The provost and senior vice president for academic affairs at Rochester Institute of Technology brags today in Inside Higher Ed about how his institution violates Title VII of the 1964 Civil Rights Act. I hope someone sues RIT, or at least that RIT’s general counsel takes a look at this, in light of Title VII, which makes it illegal to weigh race, ethnicity, and sex in hiring and promotion decisions, and to sort applicants on that basis.
This is therefore illegal: “Or if you have an opening for a dean position and are going through a search process, you might consider asking a qualified woman to step in as interim — something I’ve done on two occasions at RIT.” Clearly the suggestion is that you look for a woman to appoint, not just that you be willing to appoint one if she is the best qualified. It is likewise illegal to tell a hiring committee that it has to meet a racial/gender quota in sorting applicants into a finalist selection pool, as the author also recommends.

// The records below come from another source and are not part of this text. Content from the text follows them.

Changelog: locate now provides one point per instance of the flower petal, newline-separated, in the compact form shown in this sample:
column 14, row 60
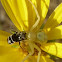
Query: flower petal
column 55, row 18
column 4, row 50
column 3, row 38
column 53, row 48
column 12, row 9
column 45, row 59
column 42, row 7
column 55, row 33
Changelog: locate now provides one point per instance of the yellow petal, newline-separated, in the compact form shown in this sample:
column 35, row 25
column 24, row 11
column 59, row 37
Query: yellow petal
column 14, row 12
column 4, row 50
column 3, row 38
column 45, row 59
column 55, row 18
column 42, row 7
column 10, row 54
column 53, row 48
column 55, row 33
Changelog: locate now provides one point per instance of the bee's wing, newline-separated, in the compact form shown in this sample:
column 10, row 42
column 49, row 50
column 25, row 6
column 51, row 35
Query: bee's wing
column 3, row 38
column 20, row 12
column 18, row 17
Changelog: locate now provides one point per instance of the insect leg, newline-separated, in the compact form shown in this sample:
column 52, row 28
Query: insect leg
column 35, row 46
column 30, row 53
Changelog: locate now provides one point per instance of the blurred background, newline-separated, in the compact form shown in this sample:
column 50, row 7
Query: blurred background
column 6, row 24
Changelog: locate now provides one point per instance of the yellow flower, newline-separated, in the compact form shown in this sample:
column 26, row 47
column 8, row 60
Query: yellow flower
column 29, row 18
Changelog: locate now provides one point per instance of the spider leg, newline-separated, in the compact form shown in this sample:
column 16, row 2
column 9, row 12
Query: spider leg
column 35, row 46
column 30, row 53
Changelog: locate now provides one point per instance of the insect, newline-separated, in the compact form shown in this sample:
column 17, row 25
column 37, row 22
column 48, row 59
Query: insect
column 17, row 37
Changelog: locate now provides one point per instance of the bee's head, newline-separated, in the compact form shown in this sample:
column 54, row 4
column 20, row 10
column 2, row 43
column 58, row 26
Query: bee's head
column 17, row 37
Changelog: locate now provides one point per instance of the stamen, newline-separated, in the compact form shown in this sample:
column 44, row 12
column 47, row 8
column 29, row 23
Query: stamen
column 37, row 22
column 41, row 36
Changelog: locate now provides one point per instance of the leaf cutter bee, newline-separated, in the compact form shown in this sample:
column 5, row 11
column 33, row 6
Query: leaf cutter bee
column 17, row 37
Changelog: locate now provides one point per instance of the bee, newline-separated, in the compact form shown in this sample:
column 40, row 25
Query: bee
column 17, row 37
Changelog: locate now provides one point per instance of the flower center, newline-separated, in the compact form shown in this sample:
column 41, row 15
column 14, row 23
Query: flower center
column 41, row 36
column 31, row 36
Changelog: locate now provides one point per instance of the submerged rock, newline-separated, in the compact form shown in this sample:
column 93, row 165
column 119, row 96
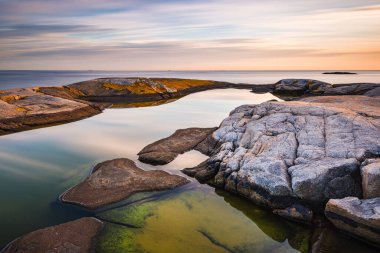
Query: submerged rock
column 296, row 212
column 300, row 86
column 370, row 172
column 280, row 153
column 114, row 180
column 75, row 237
column 166, row 150
column 360, row 218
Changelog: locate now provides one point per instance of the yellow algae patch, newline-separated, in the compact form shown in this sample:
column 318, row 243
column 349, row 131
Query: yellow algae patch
column 115, row 86
column 197, row 221
column 75, row 91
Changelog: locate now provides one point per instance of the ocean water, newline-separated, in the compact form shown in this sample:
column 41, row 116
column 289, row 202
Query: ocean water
column 16, row 79
column 37, row 166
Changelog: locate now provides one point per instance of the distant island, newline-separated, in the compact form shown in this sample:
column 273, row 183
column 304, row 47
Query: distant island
column 340, row 73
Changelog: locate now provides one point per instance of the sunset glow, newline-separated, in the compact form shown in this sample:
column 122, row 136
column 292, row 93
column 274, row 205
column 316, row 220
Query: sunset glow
column 190, row 35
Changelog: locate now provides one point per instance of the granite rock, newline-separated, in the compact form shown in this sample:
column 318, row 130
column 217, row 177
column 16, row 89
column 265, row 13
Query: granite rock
column 280, row 153
column 370, row 172
column 114, row 180
column 166, row 150
column 357, row 217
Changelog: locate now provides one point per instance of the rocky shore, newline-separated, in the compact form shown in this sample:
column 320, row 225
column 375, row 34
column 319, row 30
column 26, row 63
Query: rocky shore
column 23, row 109
column 313, row 157
column 293, row 157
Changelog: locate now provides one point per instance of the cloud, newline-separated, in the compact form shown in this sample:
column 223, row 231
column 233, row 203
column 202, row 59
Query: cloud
column 135, row 32
column 38, row 29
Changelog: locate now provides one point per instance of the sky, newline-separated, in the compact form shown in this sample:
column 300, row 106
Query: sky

Finally, there’s this: “In other words, if you have to choose between two equally qualified candidates, choose the one who brings diversity to your college or university.” In the first place, and as a practical matter, “diversity” policies inevitably result in people getting hired who are not just marginally less qualified but substantially less qualified. Moreover, how often can it be said that there is no difference between two competing candidates? This is just an excuse for discrimination. But, in the rare instance where there is a tie, then the decisionmaker should flip a coin. Would anyone dispute that a policy of tie-goes-to-the-white-male would be discriminatory?